Wie das weitergeht kann man sich schnell ausmalen, dafür muss man nicht die Vorlage kennen. „10 Things“ ist trotz seines literarischen Hintergrunds eine in recht bekannter Weise gestrickte und ausgeführte Teenie-RomCom. Auf der Habenseite steht die Geschichte zwischen Kat (Julia Stiles) und Patrick (Heath Ledger), die meilenweit interessanter ist als das pickelfreie Gedöns zwischen Bianca (Larisa Oleynik) und dem offensichtlich zwölfjährigen Cameron (Joseph Gordon-Levitt) sowie dessen Konkurrenten Joey (Andrew Keegan). Deren Rollen geben auch einfach nicht viel her. Stiles und Ledger können sich da besser präsentieren, ihre Figuren wirken lebendiger.
Der Humor transportiert sich meist über die Dialoge, die mal flott geschrieben sind, mal umständlich um das Offensichtliche herumschleichen. Kurz vor Ende gibt es das sich meilenweit ankündigende Drama, welches sich dann auch ebenso schnell wieder auflöst. Da gibt das Skript dann spürbar nicht mehr viel auf die Figuren und will einfach schnell zum vorgegebenen Ende kommen.

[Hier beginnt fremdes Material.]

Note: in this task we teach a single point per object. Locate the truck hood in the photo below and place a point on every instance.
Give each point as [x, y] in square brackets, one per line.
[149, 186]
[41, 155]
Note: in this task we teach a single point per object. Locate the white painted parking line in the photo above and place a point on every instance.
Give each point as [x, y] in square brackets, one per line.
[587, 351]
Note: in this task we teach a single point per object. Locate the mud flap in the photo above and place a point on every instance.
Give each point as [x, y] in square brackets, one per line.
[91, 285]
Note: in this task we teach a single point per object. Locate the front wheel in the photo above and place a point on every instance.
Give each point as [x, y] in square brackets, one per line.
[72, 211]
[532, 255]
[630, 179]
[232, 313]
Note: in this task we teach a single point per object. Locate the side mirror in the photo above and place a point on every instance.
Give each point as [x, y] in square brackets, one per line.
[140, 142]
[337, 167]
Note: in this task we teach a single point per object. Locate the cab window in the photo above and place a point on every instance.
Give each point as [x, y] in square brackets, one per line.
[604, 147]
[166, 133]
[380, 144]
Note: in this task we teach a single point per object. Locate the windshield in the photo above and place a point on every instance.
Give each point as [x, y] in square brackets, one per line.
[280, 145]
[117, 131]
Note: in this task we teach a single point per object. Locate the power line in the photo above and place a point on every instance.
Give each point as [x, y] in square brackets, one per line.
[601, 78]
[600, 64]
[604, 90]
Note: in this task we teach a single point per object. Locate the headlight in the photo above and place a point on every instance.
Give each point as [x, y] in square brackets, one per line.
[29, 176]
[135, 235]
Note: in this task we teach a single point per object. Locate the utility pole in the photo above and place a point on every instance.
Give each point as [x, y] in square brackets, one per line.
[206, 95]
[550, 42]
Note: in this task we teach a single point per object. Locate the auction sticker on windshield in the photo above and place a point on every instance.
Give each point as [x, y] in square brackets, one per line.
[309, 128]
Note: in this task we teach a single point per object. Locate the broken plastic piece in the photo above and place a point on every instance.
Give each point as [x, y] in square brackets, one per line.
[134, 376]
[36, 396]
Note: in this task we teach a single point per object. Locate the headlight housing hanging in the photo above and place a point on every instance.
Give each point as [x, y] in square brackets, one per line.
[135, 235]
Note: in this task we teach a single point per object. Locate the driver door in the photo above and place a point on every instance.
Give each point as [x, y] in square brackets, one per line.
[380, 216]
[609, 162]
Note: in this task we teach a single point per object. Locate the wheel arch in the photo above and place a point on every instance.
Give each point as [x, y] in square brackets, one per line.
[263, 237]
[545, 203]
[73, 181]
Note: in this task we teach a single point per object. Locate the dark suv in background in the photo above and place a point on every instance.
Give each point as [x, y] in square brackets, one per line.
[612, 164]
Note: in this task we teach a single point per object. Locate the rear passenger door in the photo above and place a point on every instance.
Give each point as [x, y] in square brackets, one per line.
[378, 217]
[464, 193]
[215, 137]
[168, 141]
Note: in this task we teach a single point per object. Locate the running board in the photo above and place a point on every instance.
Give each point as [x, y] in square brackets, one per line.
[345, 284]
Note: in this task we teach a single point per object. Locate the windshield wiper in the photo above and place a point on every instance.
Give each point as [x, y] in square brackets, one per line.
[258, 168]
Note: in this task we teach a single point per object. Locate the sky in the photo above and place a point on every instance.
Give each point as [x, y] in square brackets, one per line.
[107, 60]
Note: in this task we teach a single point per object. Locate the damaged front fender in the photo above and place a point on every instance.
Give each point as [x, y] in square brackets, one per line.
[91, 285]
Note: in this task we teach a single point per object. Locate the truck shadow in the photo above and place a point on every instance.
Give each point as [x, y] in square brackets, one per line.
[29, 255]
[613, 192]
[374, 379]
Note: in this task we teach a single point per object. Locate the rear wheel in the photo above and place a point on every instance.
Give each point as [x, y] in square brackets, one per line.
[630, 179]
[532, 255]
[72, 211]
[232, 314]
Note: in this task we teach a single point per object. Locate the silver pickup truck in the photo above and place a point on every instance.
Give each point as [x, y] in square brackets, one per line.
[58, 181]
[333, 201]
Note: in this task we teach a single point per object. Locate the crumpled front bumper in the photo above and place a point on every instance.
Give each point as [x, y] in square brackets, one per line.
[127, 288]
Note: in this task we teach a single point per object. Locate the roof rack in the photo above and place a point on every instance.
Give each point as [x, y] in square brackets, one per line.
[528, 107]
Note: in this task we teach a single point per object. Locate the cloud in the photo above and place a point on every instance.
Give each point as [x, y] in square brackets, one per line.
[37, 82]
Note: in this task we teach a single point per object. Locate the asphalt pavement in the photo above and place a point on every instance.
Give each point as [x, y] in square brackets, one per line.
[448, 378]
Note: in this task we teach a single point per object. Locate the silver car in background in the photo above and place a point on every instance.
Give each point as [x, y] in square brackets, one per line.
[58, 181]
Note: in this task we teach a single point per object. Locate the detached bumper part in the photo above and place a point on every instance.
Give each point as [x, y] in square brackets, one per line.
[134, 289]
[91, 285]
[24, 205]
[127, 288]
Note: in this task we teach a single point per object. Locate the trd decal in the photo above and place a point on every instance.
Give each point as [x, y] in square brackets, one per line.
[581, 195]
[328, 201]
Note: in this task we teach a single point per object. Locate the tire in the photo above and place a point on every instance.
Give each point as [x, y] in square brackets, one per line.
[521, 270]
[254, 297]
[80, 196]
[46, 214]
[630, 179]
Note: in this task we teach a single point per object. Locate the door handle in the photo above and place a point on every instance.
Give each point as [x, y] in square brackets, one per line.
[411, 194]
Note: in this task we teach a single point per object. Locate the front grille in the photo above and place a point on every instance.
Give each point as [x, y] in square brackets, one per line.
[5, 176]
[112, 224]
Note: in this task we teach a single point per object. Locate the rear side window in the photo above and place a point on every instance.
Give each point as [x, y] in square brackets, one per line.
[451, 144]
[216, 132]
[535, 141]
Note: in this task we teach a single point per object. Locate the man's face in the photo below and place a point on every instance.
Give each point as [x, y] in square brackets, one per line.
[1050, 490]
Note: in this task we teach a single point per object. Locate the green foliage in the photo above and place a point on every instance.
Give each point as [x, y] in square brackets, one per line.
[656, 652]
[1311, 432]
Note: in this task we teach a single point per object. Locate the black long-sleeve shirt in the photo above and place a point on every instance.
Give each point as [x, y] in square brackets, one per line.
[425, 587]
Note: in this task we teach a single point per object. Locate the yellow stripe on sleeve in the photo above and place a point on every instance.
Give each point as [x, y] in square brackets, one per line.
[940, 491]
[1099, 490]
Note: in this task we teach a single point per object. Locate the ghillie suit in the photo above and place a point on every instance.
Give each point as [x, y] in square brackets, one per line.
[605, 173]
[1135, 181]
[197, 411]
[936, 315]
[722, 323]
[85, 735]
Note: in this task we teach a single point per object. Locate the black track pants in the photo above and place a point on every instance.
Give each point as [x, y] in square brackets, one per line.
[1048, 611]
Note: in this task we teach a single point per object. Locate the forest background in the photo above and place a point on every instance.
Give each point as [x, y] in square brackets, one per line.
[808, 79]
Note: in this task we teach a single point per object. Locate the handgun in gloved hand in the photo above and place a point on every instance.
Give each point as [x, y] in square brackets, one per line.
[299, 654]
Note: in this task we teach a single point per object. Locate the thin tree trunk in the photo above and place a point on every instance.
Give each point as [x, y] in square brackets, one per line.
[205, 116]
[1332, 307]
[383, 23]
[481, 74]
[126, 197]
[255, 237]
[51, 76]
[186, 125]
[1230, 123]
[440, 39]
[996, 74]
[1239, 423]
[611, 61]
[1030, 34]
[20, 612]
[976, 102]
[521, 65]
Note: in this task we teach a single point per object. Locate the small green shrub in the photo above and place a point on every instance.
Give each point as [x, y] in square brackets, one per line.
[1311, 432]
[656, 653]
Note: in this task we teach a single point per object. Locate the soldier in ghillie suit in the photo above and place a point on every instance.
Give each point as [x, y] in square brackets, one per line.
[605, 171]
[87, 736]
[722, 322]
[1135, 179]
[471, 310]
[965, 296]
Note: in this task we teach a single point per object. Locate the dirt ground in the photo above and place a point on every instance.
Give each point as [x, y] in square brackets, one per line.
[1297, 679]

Dieses ist merkwürdig harmonisch für das Spiel, welches hier vorher abgezogen wurde. Und hat man den befremdlichen Umgang mit den weiblichen Figuren aus der Vorlage auch abgemildert, so mag man diesen immer noch mit gemischten Gefühlen betrachten.
„Make anyone cry today?“
Sich grob an Shakespeares Vorlage orientierend ist „10 Things I Hate About You“ eine recht vorhersehbar und handelsüblich ablaufende Teenie-RomCom, die aber hier und da ihre gelungenen Szenen hat. Ledger und Stiles spielen gut auf, der Rest ist zweckdienlich und über das Prädikat „nett“ kommt dieses so spürbar in seiner Entstehungszeit verankerte Werk nicht hinaus. Kann das Bohei darum nicht wirklich nachvollziehen, aber ist schon okay.